Dries Boussatta

Personal information
- Full name: Idriss Boussatta
- Date of birth: 23 December 1972 (age 53)
- Place of birth: Amsterdam, Netherlands
- Position: Right winger

Youth career
- De Spartaan
- VVA/Spartaan
- V&V Amsterdam
- Ajax
- Volendam

Senior career*
- Years: Team / Apps / (Gls)
- 1991–1992: Telstar / 2 / (0)
- 1992–1994: Ajax / 0 / (0)
- 1994–1995: Haarlem / 23 / (4)
- 1995–1998: Utrecht / 60 / (2)
- 1998–2002: AZ / 107 / (7)
- 2002–2003: Excelsior / 11 / (0)
- 2003–2004: Sheffield United / 6 / (0)
- 2004: Al-Shaab / 5 / (0)
- Total:  / 214 / (13)

International career
- 1998–1999: Netherlands / 3 / (0)
- 2001: Morocco / 2 / (0)

= Dries Boussatta =

Dutch–Moroccan former international footballer

Idriss "Dries" Boussatta (born 23 December 1972) is a former international footballer who played professionally in the Netherlands, England and the United Arab Emirates as a right winger. Boussatta played friendlies for both the Netherlands and Morocco national teams.

==Club career==
Born in Amsterdam, Boussatta played in the Netherlands for De Spartaan, VVA/Spartaan, V&V Amsterdam, Ajax, Volendam, Telstar, Haarlem, Utrecht, AZ and Excelsior. He also played in England for Sheffield United, making 6 appearances in the Football League, before ending his career in 2004 in the United Arab Emirates with Al-Shaab.

==International career==
Boussatta earned three caps for the Netherlands between 1998 and 1999. By doing so, he "became the first Dutch-born player of Moroccan heritage to represent the Netherlands".

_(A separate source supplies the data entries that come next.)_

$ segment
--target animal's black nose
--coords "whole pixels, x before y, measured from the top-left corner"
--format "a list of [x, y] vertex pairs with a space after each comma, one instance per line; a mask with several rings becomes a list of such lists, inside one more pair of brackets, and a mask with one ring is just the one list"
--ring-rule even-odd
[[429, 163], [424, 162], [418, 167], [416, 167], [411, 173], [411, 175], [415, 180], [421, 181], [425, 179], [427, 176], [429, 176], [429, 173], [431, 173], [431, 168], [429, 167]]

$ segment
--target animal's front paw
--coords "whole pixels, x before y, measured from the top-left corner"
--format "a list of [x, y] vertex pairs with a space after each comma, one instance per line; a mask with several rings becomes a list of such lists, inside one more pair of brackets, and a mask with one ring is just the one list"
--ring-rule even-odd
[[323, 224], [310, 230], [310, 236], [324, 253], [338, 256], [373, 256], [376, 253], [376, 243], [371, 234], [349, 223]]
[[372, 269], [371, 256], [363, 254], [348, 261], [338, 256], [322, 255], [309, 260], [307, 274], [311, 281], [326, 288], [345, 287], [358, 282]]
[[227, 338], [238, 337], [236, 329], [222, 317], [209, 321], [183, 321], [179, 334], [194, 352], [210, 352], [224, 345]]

He also appeared in two matches for Morocco in 2001.

==Personal life==
Boussatta is of Moroccan origin; he has publicly spoken about the discrimination his Muslim father received in the Netherlands.
In 2008 Boussatta became involved with a charitable foundation in Morocco. In 2010, he owned a gym, a restaurant, and a coffee shop; he also worked as a player's agent. In 2016, he was sanctioned to court by real estate company WPM who sued him for outstanding backpayments.

In 2010, he was living in Amsterdam, and had a son and a daughter. In 2016, he owned 6 coffee bars under the Buongiorno brand.